С.С. Например, Пермскую (там, в деревне Чёрная, жил ещё в эвакуации), ездил по ней от Воткинской ГЭС до Перми. Однажды нас приняли за ревизоров — гоголевский сюжет повторился буквально. В одной деревне нас приютили старая большевичка и её друг — участник восстания на броненосце "Потёмкин". Они постоянно писали Хрущёву о том, что вокруг царит показуха, никакого "квадратно-гнездового метода" не применяется, кукуруза не прижилась, председатель колхоза пьяница и т.д. Все эти письма бумерангом возвращались к районному начальству, и наших хозяев уже собрались исключать из партии на следующий день после нашего появления. Наутро выходим из избы — ни одного человека не то что пьяного — вообще никого! Мы направились к опушке леса, где жили хорошо поющие старухи, и услышали утробный рёв. Оказывается, наш приезд так перепугал местное начальство, что оно вызвало 4 телеги, посадило туда всех пьяных и свезло на опушку. Чиновники решили, что мы ревизоры под прикрытием фольклорной деятельности. А старых большевиков оставили в покое…

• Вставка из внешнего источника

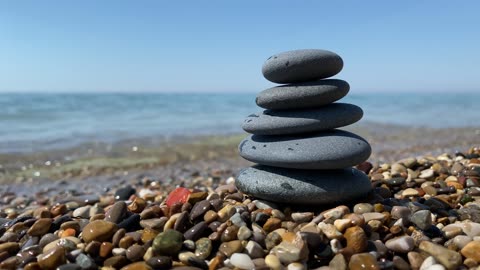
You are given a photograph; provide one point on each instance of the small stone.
(137, 266)
(329, 230)
(273, 262)
(288, 252)
(244, 233)
(427, 174)
(328, 117)
(168, 242)
(422, 219)
(410, 192)
(196, 231)
(52, 259)
(415, 259)
(362, 208)
(301, 66)
(231, 247)
(254, 250)
(402, 244)
(472, 251)
(203, 248)
(85, 262)
(160, 262)
(199, 209)
(241, 261)
(338, 262)
(311, 151)
(356, 239)
(117, 212)
(302, 217)
(295, 266)
(461, 241)
(448, 258)
(98, 230)
(40, 227)
(124, 193)
(179, 195)
(428, 262)
(364, 261)
(135, 253)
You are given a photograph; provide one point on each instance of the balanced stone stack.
(302, 158)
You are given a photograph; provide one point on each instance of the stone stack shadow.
(301, 157)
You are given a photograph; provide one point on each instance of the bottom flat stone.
(310, 187)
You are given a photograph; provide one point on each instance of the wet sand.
(197, 154)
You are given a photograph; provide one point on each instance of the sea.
(42, 121)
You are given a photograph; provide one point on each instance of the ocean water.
(32, 122)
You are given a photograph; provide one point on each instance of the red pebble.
(178, 195)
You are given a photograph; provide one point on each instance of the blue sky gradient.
(220, 46)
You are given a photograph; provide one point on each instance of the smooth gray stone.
(302, 121)
(325, 150)
(303, 186)
(301, 66)
(302, 95)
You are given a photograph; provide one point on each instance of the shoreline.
(389, 143)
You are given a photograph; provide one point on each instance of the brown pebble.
(272, 224)
(126, 241)
(135, 253)
(11, 247)
(116, 262)
(363, 261)
(228, 248)
(105, 249)
(40, 227)
(99, 230)
(356, 239)
(472, 251)
(52, 258)
(137, 205)
(32, 266)
(137, 266)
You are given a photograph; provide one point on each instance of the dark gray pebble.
(301, 121)
(302, 95)
(303, 186)
(335, 149)
(301, 66)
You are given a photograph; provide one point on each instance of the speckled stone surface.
(328, 117)
(326, 150)
(303, 95)
(301, 66)
(303, 186)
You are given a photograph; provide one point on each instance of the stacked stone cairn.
(301, 157)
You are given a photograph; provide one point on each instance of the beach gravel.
(218, 227)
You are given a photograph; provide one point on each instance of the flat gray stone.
(301, 66)
(303, 186)
(302, 95)
(301, 121)
(325, 150)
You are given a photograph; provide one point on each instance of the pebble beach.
(423, 213)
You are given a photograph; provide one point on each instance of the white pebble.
(427, 263)
(241, 261)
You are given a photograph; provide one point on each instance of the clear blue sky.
(220, 46)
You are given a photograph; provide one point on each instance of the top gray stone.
(301, 66)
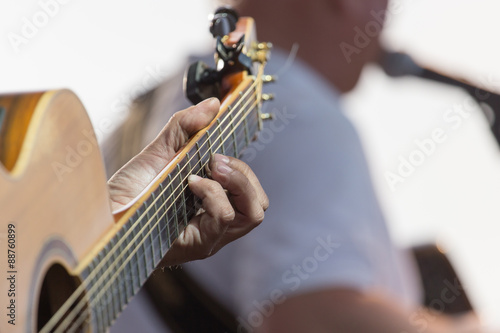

"Полвека назад один из величайших новаторов в сфере гармонии Игорь Стравинский провозгласил конец гармонии, которая "имела блестящую, но краткую историю". Прошло полвека, и злополучная гармония ныне вполне может повторить знаменитую шутку Марка Твена: "Слухи о моей смерти сильно преувеличены". Как и мелодика, совместно с ней гармония вновь рождается из пепла, подобно Фениксу".

Фрагменты — из трактата С. Слонимского "Мысли о композиторском ремесле".

Много раз бывал я и в Псковской области. Запомнилось, что в селе Николаевское Лужского района Ленинградской области жил чистейший, глубоко верующий молодой человек Николай Павлов. Он сколотил хор из местных старушек, которые его обожали. Они прекрасно пели и духовные стихи, и древние обрядовые песни. К ним мы ездили уже вместе с моей женой, Раисой Николаевной, урождённой терской казачкой. Слава Богу, что мы записали николаевцев — потом на основании тех записей создавались целые диссертации.

"ЗАВТРА". Существует радикальное мнение Владимира Мартынова о том, что композиторство вообще скончалось, будучи нежизнеспособным, искусственным явлением. По его мнению, писать сонату или симфонию сегодня может человек или глупый, или лукавый. С другой стороны, ряд московских и киевских деятелей, входящих в музыкальное объединение "Современная традиция", считают, что у большой музыки есть будущее, если она отринет элитарность и возвратится к классическим, заповедованным Глинкой, принципам общения композитора и народа. ваше мнение?

С.С. В искусстве нет и не может быть навязываемых лидеров, а есть индивидуальности. Все попытки вовлечь начинающего музыканта в сферу влияния какого-нибудь одного мэтра и подчинить его творчество влиянию одной узкой системы или стиля — нежелательны, ибо мешают развитию личности.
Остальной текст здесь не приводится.